In the engrossing character study The Sound of Silence, Peter Lucian (Peter Sarsgaard) is obsessed with the musical tonality of the built environment. Having assigned each area of Manhattan its own distinct musical key, Lucian prowls the city, tuning forks in hand, to map its sounds.
Lucian pays the bills as a house tuner, bringing well-heeled apartment-owners a kind of auditory feng shui. Lucian is sought after to isolate the hum of a problem refrigerator or toaster that can make a living space depression-inducing. He’s even been profiled in The New Yorker.
But we sense that Peter Lucian is a little too confident in his expertise. He is disdainful of the corporate suits trying to monetize his discoveries. “This is about universal constance, not commerce.” In a mistake of hubris, Lucian takes on a research assistant (Tony Revolori – Zero the bell boy in The Grand Budapest Hotel). Lucian is jarred by corporate espionage, and starts to unravel when a respected scientist views him as a crank. Can he recover?
Peter Sarsgaard is a marvelous choice to play a cool obsessive who seems, at time, both blissfully above validation and desperate for it. In spite of his handsome, regular features, Sargaard’s gift for uncanny stillness helps him play creepy. Sarsgaard’s Lucian has the unintended capacity of reassuring other characters, but making then even more uncomfortable.
Rashida Jones plays Ellen, a Lucian client who is not just garden-variety neurotic, but has been so rocked by a tragedy that she remains profoundly unsettled. Jones is so talented as a comic actress, a voice artist, a documentarian and the writer of that rarest of things, a smart romantic comedy (Celeste and Jess Forever). Here, she shows her dramatic chops with a character who starts the movie adrift, but grows able to offer emotional safe harbor.

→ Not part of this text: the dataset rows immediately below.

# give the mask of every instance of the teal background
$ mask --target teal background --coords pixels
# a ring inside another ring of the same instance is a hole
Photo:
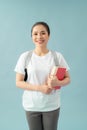
[[[48,47],[60,51],[70,66],[71,83],[61,89],[59,130],[87,129],[87,1],[0,0],[0,130],[28,130],[16,88],[19,55],[34,48],[31,27],[45,21]]]

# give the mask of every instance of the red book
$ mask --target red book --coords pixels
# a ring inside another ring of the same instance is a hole
[[[66,68],[54,66],[51,75],[56,75],[59,80],[63,80],[65,77]],[[60,89],[61,86],[55,86],[55,89]]]

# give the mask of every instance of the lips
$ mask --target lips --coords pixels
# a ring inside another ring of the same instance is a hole
[[[36,42],[39,44],[42,44],[44,42],[44,40],[37,40]]]

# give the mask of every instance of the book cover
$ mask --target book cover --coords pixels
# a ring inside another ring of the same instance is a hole
[[[54,66],[51,71],[51,75],[56,75],[59,80],[63,80],[65,76],[66,68]],[[55,86],[55,89],[60,89],[61,86]]]

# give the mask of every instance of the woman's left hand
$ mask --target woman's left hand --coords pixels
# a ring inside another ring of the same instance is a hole
[[[56,76],[49,76],[47,79],[47,84],[48,84],[49,88],[58,86],[58,82],[59,82],[59,80],[57,79]]]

There’s even a welcome appearance by Austin Pendleton as a Lucian mentor of uncertain reliability. I’ve loved Pendleton since his turn in 1972’s What’s Up, Doc?. (Come to think of it, that movie had a musicologist obsessed with the inherent tonal qualities of igneous rocks.)
The Sound of Silence is the first feature for director and co-writer Michael Tyburski, and it’s a promising debut. Despite using an understated color palette, Tyburski delivers some stirring cinema with his use of sound. As Lucian looks over the city early in the morning, we hear a few musical notes, and then a full orchestra tuning up as the city awakens into its workday. When Lucian takes Ellen for a drink, it is to the quietest possible venue – a club with a decibel level somewhere between a library and a morgue; afterwards, Lucian emerges into urban cacophony. When an academic treats him like a crackpot, we all hear ringing, not just Lucian.
As one would hope, the sound design of The Sound of Silence is remarkable, and the score works very well. The April 14 San Francisco International Film Festival (SFFILM Festival) screening is at the Dolby Cinema, which should be a real treat.
The Sound of Silence premiered at Sundance, has distribution through Sony Pictures, and screens twice at the 2019 SFFILM.